The promotion of miracle cures and false preventive treatments against covid-19 is trading on the rise in Latin America where, despite the measures taken by governments and confinements, not all places have been able to stop the coronavirus curve. In the absence of a vaccine, the promotion of drugs and solutions whose effectiveness is not scientifically proven – and sometimes with evidence of negative effects – is being used by opportunists and leaders as a way to sell hope in the midst of uncertainty and fear. to contract the disease.

At the center of the debate about cures sold as miracles are chloroquine and hydroxychloroquine, two generic drugs used for decades to treat diseases such as rheumatoid arthritis, malaria or malaria. The World Health Organization (WHO) advised them against the fight against COVID-19, but they have found firm allies in leaders as controversial and far away on the ideological spectrum as the presidents of the United States, Brazil or Venezuela. The politicization of the two drugs, which were exhausted in many countries and whose misuse has led to deaths, puts the medication at the center of polarization to the point that, in Brazil, fans of President Jair Bolsonaro defend them with fervor, while those who dare to criticize them are branded “communists”.

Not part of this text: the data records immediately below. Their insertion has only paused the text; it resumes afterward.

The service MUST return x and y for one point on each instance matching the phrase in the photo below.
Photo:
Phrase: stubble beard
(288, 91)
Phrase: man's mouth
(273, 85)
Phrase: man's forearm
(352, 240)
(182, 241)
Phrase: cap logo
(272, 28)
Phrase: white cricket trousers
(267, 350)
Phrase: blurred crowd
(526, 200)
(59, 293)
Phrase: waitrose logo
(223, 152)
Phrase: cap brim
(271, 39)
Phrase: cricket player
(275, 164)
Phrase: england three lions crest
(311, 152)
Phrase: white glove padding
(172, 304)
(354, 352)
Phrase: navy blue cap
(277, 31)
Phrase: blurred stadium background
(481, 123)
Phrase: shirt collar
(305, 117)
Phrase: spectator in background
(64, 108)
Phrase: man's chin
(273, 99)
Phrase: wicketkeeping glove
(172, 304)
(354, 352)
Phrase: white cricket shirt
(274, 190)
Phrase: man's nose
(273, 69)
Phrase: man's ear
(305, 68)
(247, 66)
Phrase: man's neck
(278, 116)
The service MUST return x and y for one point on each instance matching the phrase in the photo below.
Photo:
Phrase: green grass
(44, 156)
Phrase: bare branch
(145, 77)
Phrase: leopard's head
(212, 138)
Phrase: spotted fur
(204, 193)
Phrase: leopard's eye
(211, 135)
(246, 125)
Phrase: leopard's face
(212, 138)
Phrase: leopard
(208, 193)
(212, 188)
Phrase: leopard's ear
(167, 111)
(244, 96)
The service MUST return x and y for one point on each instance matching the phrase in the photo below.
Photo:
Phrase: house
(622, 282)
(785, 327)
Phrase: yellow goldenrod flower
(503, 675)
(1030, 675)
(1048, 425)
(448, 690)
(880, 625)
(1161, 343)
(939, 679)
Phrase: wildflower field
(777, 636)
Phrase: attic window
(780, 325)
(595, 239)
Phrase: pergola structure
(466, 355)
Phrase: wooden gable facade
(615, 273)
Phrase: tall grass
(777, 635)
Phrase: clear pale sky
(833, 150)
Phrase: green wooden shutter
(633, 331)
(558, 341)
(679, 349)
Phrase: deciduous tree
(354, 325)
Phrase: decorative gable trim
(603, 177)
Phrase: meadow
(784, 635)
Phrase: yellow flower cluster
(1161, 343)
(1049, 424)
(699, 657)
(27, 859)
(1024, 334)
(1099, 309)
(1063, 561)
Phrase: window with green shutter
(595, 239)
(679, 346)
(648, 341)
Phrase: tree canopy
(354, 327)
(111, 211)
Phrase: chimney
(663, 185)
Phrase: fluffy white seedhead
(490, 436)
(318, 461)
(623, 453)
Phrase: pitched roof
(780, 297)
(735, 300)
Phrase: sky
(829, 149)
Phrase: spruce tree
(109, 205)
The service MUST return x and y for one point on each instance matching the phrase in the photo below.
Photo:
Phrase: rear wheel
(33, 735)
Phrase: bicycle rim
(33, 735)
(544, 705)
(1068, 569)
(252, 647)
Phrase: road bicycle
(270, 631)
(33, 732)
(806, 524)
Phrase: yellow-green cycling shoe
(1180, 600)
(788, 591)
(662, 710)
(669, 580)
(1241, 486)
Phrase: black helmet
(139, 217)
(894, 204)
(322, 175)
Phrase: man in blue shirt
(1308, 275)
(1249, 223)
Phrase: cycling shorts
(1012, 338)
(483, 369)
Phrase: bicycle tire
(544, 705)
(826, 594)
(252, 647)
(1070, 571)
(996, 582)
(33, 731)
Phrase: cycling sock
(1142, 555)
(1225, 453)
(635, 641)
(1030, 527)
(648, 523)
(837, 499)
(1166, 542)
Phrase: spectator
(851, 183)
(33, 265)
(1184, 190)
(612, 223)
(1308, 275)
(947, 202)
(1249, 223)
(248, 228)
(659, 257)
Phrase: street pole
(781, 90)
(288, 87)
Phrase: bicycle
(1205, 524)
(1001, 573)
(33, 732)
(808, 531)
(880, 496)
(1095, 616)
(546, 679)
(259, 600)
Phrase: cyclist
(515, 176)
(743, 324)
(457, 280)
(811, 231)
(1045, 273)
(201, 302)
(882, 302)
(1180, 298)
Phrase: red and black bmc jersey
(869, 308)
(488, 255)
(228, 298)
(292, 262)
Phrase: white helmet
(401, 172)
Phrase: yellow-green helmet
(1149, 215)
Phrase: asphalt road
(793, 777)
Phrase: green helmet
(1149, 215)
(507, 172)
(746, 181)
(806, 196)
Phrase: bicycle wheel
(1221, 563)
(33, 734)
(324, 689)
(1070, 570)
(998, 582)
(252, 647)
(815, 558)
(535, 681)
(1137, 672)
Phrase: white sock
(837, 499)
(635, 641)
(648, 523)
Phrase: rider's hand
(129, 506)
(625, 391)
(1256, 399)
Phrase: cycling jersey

Desperation is also leading the population to resort to other drugs or concoctions whose efficacy has not been proven in the fight against coronavirus: from herbs, homeopathy and vapors to strengthen the immune system to solutions that, according to health agencies, can be harmful such as the antiparasitic Invermectin, the antiviral remdesivir or chlorine dioxide, a substance that confronts the interim Government with the opposition parliament in Bolivia and that promoted a group of bishops in Ecuador, causing the rejection of the country’s medical societies.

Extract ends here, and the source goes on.